はじめにお伝えしておくと、今回の話は僕が何を言いたいのか、分かりにくいかも知れません。ちゃんと文字に出来ないのがもどかしく、申し訳ないのですが、「『言葉』以外の言葉が存在している」ということを伝えたくて、でもそれはとても難しいことだという自覚があるからです。
心では認識していても、言葉に出来ないことがあります。指し示す言葉を知らないということももちろんありますが、それを超えた、未知の領域があると思うのです。僕はそれを察知したいといつも思っていて、そうするためには止まってはいけない、走り続けなければいけないとも思っている。「未来は後ろにあって、我々を追い越していく。未来が現在になる瞬間、それこそ全てだ」古代ギリシャ人は、そう考えていたと言います。だから僕は決して止まらないで、未来と共に走りたい。僕たち「空想生活」は、いつも先を見つめている。つまりは未来を見つめている。すでにある「過去のもの」とは違う、まだ形にはなっていないけれども欲しいと思う「未来のもの」を求めている。

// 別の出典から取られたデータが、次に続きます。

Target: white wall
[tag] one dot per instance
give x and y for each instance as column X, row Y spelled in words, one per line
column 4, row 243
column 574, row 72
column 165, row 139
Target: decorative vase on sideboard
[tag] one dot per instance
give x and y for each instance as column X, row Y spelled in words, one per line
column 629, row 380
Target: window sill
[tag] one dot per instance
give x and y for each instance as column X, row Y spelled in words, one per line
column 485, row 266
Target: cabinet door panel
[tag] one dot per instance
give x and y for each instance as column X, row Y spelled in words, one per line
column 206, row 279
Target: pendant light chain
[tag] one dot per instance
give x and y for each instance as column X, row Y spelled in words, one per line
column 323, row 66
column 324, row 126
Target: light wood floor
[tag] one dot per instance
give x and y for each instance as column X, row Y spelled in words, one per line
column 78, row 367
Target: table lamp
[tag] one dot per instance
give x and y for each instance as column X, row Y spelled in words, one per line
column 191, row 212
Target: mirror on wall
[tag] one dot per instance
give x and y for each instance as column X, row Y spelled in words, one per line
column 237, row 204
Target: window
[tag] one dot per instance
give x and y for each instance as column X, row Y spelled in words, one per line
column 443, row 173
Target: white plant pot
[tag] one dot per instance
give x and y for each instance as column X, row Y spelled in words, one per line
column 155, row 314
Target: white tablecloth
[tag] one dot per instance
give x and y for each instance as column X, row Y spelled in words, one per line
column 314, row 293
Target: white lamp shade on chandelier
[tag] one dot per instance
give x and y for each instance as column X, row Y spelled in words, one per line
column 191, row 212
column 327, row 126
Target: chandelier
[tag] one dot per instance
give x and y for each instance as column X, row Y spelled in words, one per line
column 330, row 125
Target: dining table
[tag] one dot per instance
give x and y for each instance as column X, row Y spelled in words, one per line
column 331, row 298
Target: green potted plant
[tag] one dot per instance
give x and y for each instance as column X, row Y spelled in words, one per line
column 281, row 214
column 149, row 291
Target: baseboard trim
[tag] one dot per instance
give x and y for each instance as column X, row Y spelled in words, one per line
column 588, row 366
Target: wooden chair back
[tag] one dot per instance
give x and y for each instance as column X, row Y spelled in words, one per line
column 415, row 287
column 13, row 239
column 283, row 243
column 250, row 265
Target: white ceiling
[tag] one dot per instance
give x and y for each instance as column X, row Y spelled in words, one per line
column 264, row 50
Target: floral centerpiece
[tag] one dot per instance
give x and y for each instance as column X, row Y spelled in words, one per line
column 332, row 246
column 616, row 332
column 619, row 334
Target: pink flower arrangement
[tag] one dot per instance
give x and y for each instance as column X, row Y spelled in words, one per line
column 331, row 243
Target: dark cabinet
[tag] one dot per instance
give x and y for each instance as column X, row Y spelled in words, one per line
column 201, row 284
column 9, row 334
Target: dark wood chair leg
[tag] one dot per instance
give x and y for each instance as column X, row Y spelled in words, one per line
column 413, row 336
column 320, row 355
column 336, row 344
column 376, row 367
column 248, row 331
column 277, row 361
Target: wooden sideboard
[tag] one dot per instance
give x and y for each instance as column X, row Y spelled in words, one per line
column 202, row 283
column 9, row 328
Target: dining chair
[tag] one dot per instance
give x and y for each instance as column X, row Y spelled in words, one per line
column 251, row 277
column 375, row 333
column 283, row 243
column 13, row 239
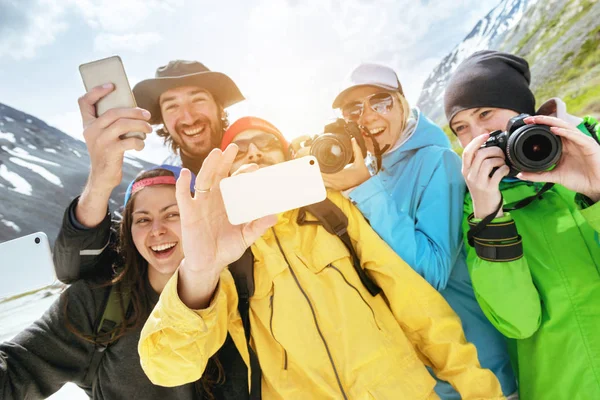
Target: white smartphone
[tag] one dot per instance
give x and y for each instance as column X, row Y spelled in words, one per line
column 110, row 70
column 272, row 190
column 26, row 265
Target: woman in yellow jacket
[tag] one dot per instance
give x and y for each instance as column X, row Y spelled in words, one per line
column 316, row 330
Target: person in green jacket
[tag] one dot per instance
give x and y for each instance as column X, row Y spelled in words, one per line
column 535, row 269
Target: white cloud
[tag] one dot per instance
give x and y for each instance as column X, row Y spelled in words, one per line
column 120, row 16
column 134, row 42
column 26, row 26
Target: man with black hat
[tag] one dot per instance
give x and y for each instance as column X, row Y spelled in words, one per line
column 538, row 284
column 188, row 100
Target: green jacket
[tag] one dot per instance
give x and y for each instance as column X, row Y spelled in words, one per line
column 548, row 301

どうしていいのか分からないとモヤモヤしていたことが、どうすればいいか分かった瞬間、目の前の霧が晴れたかのようにスッキリして、その前後では大きな変化が起きていることってありますよね。まだ形になっていなかったり、言葉が存在しなかったりしているけれども、何を求めているかは分かっている。何とかしてモヤモヤを取り除きたい──そういう状態が空想生活を生み出したとも言えます。それが何なのかを「発見」していくことが、空想生活の大きな役割です。過去の出来事をどれだけ機械的かつロジカルに分析していっても、未来に向けての答は出ないことがあるから難しいしもどかしい。言葉にならない心の奥底で、静かに、でも確かに認識していることが、物事の根幹をなしていることが多いからでしょう。
この気持を見事に代弁してくれている本に出会うことが出来て、僕は胸のつかえが取れました。アメリカの哲学者ロバート・パーシグ(ROBERT M. PIRSIG)の『禅とオートバイ修理技術』です。何とも理解しにくいタイトルが付いていますが、電気ショック療法で記憶をなくした父親と、戸惑いを覚える息子との、オートバイでの旅を記したノン・フィクションです。僕が今回伝えたい、言葉になりにくいものをどうとらえたらいいのかがわかる指南書であり、哲学書であり、ビートニクの空気にあふれた一冊です。僕は英語で読みました。誰もが楽しめる内容ではないかも知れないけれども、興味のある方はぜひ原書で読んでいただきたいです(原題:ZEN AND THE ART OF MOTORCYCLE MAINTENANCE)。英語自体は難解ではありません。そしてこの本に強く共感なさった方がいらしたら、ぜひ連絡を下さい。深いところで、理解し合えると思うのです。
最初に勤めた会社でのパートナーから手渡されて以来、何度も読んで手元にある僕の本はボロボロになってしまいました。
最近のお気に入りの書店は恵比寿にある「GOOD DAY BOOKS」。洋書専門の古本屋です。気軽に買えて、新しい視点を見開かせてくれる。足繁く通っています。